Showing posts with label Dorothy Dow. Show all posts
Showing posts with label Dorothy Dow. Show all posts

27 May 2014

Mitropoulos Conducts Schönberg and Křenek

Continuing our exploration of Dimitri Mitropoulos' recordings, we encounter Arnold Schönberg's expressionist Erwartung from 1909 and Ernst Křenek's Symphonic Elegy (In Memory of Anton von Webern), which dates from 1946.

You might expect that these works would have appealed to the modernist Mitropoulos, but his biographer William Trotter claims that the Schoenberg was the source of a crisis of confidence for the composer.

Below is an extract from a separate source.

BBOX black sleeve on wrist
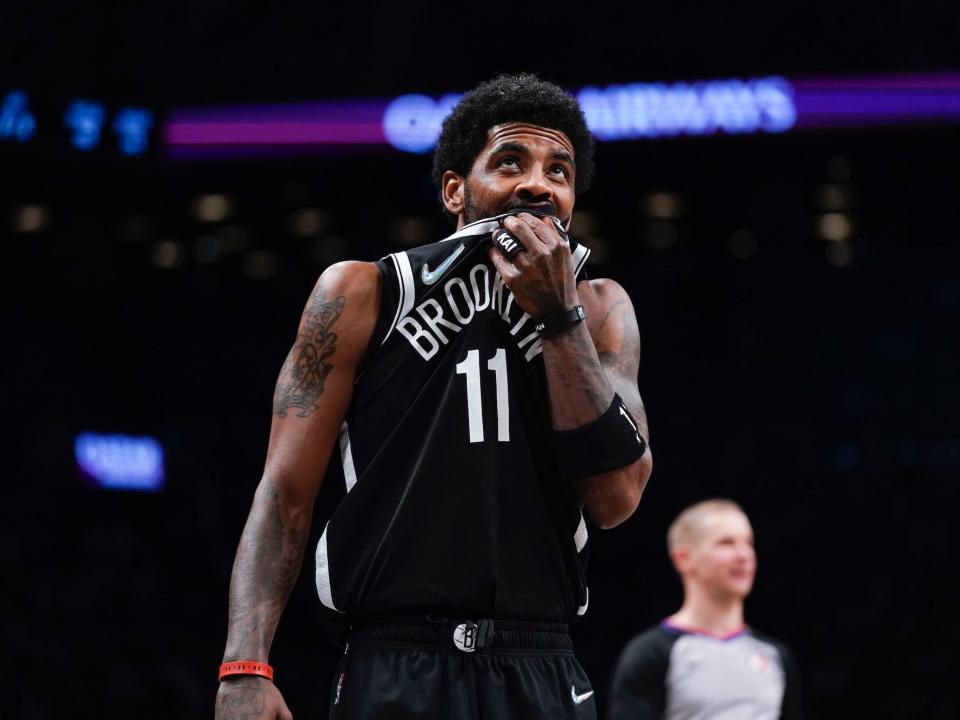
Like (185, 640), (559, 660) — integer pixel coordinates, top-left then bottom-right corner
(533, 305), (587, 338)
(553, 395), (647, 480)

"I am wondering sometimes if this kind of distorted and screwy beauty is of any transcendental value," Mitropoulos wrote to his great friend Katy Katsoyanis. She sensibly replied, "It's very natural, when you are battling desperately with one of these problematic creations, to question whether they are worth all that effort; your mission, however, is to play them, solving their problems, explaining them to the audience."

Dimitri Mitropoulos: a famed, if conflicted interpreter of the Second Viennese School
At this, the conductor was a master; he and the New Yorkers make Schönberg sound as effortless as Schubert. The concerts leading up to this recording were praised by the critics, and even the audience was pleased. You can hear why in this taping from November 19, 1951, from Columbia's 30th Street Studio. Dorothy Dow is fully in command of the ungrateful part of the protagonist in this overwrought monodrama from the pen of Marie Pappenheim.

Dorothy Dow
The critic C.J. Luten wrote, "Erwartung is shocking, violent, and more than a little morbid. It concerns a mature woman, who, upon taking a midnight stroll through the forest, runs into the dead body of her lover. The words of the play are the thoughts which occur to the protagonist throughout the 25-minute course of action."

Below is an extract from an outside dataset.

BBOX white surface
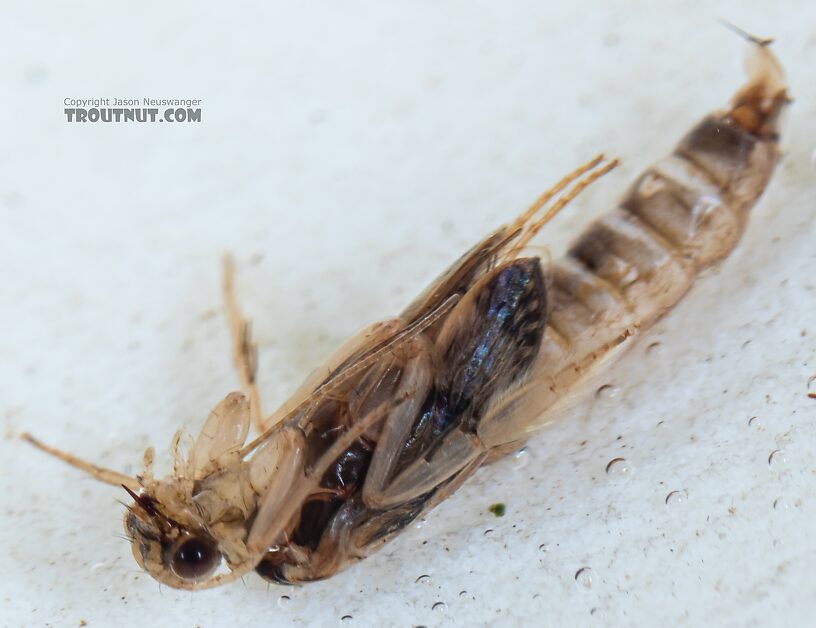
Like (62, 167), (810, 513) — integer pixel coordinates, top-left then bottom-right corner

Actually, Pappenheim and Schönberg were of two minds about the composition. Schönberg did suggest it, but he claims he gave the outline to the author; she says he did not. In the event, the composer thought of the work as expressing a heightened emotional state consistent with the scenario. Pappenheim, perhaps with an assist from later scholars, seemed to believe it had to do with a woman whose mental state was already in turmoil from her place in Viennese society, and "whose tortured emotions are symptoms of an illness she could have avoided by taking possession of her emotional life." (See Bryan Simms' article "Whose Idea was Erwartung?" for more.)

The 1909 work is a prime example of Expressionism, and has been likened both to the Expressionist writers of the era, and to such painters as Kokoschka, Kandinsky and the Der blaue Reiter circle. The composer himself was a talented artist who exhibited his works at the time.

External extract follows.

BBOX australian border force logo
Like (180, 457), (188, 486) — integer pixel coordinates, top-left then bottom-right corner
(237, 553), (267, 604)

Chaim Soutine - Mad Woman (1920), Schoenberg - Blaues Selbstportrait (1910)
Musically, Erwartung looks both back and forward. Writing in The Saturday Review, composer Arthur Berger noted, "Erwartung stems from an intermediate period separating Schönberg's frankly post-Wagnerian stage from his ultimate crystallization of twelve-tone technique. The Tristanesque contours evocative of love-death and frustration had not yet been subjected to the compression and abstraction that makes them, in his later music, barely recognizable as such... 

Arnold Schoenberg
"Instrumental colors are conceived with utmost imagination and aural sensitivity, and do much to establish the eerie atmosphere. But they almost never overpower the singer. The vocal line constantly inflects the word, its sound and feeling, and the background is a judicious commentary of chamber music."

And of course, Schoenberg was one of the most influential composers of the 20th century. C. J. Luten observed, "Those who admire Alban Berg's powerful Wozzeck, and who do not know Erwartung, will have quite a surprise when they hear this recording. They will find, I think, a remarkable similarity in style, expression, and especially in harmony and instrumentation." Berg was one of the three principal figures of the Second Viennese School, along with Schoenberg and Anton Webern, and his Wozzeck and Lulu are the most noted Expressionist operas.

Ernst Křenek
The companion work on this LP is impressive as well. Mitropoulos had become acquainted with Křenek when the conductor was in Minneapolis and the composer was on the faculty of Hamline University in adjacent St. Paul, and consistently championed Křenek's works. 

During his career, the composer wrote in many styles, but Alfred Frankenstein observed that the Elegy "is a legitimate son of Schönberg's Verklärte Nacht. It is a work for string orchestra of great character and expressive resonance." The recording dates from April 21, 1951, also from the 30th Street Studios.

The sound on both sides is excellent, and has now been remastered in ambient stereo (September 2023). The download newly includes many reviews, notes on Schönberg and his music by Robert Craft, and the text and an English translation of Erwartung.